If P is considered limiting for life, then the possible total mass of a P-dependent biosphere will be set by the composition of crustal rocks. However, the chemical composition and relative abundance of rock types within Earth’s crust over time remains uncertain. Here, Macrostrat – a database of rock age, volume, and chemistry – is used to reconstruct the evolution of Earth’s weatherable continental crust. I identify a long-term increase in the relative abundance of sedimentary rock, which reshaped crustal nutrient inventories whilst leaving the bulk composition largely unchanged. Rapid compositional change occurred across the Neoproterozoic-Phanerozoic boundary (600-400 Ma) as elevated erosion replaced Precambrian rocks with young, nutrient-rich sediments. Plate tectonics may have acted to increase global nutrient supply coincident with the rise of animal life.
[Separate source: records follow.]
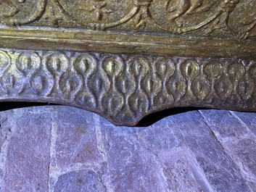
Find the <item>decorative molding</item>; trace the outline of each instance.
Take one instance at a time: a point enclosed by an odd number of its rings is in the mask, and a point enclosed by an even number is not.
[[[256,109],[256,60],[0,51],[0,100],[53,102],[115,125],[175,107]]]
[[[256,34],[255,0],[4,0],[0,4],[0,21],[7,25],[165,31],[236,40]]]
[[[116,125],[175,107],[256,110],[255,0],[0,1],[0,101]]]

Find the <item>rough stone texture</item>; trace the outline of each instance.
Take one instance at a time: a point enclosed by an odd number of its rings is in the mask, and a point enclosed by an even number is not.
[[[0,112],[0,191],[256,191],[256,114],[116,127],[62,106]]]

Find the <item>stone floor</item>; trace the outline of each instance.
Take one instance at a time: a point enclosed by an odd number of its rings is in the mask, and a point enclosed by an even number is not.
[[[195,110],[144,128],[80,109],[0,112],[0,191],[256,191],[256,114]]]

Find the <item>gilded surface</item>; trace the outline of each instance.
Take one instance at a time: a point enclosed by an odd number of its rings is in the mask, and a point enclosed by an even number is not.
[[[255,37],[255,0],[1,0],[4,25]]]
[[[255,0],[0,0],[0,100],[135,125],[175,107],[256,109]]]
[[[256,109],[256,60],[0,51],[0,100],[67,104],[116,125],[174,107]]]

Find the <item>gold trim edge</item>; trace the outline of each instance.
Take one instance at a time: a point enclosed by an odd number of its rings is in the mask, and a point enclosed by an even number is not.
[[[256,59],[254,41],[177,38],[132,32],[67,28],[18,28],[0,30],[0,47],[154,54],[158,55]]]

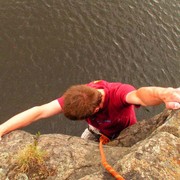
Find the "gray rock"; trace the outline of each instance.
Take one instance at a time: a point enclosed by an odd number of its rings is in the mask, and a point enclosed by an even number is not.
[[[107,162],[125,179],[180,179],[180,110],[167,111],[138,122],[121,132],[107,145]],[[0,180],[33,179],[29,174],[15,172],[16,154],[36,136],[13,131],[0,142]],[[99,144],[62,134],[40,135],[38,148],[49,157],[46,166],[53,169],[49,180],[111,180],[101,165]],[[35,179],[35,178],[34,178]],[[37,179],[37,178],[36,178]],[[40,177],[38,179],[41,179]],[[42,178],[43,179],[43,178]]]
Focusing on P offers one particular perspective on mechanisms that may have in part governed the emergence and evolution of life on Earth. However, the chemical and geological origins of life currently remain a mystery. This is no small part owing to the lack of accepted tests that a plausible scenario for prebiotic chemistry must pass. Here, a conceptual framework is presented that allows for the formulation and application of one such test: interference chemistry. In interference chemistry, a prebiotic reaction, or reaction system, is placed into a geochemical context (environment), creating a prebiotic scenario. The interaction between reaction efficacy and environmental conditions may be neutral, or alternatively result in constructive or destructive interferences with the pathway. Systematically exploring environmental interference chemistry for given reactions provides a common language with which to evaluate the plausibility of different scenarios for the origin of life: a test of environmental resilience which goes beyond asking whether the minimum conditions for a pathway are reached. Instead, interference chemistry provides a means to identify where on the early Earth prebiotic pathways may have been most favoured. A truly interdisciplinary approach to interference chemistry would incorporate constraints on early Earth environments from the study of astrophysics, meteorites, and preserved crustal rocks.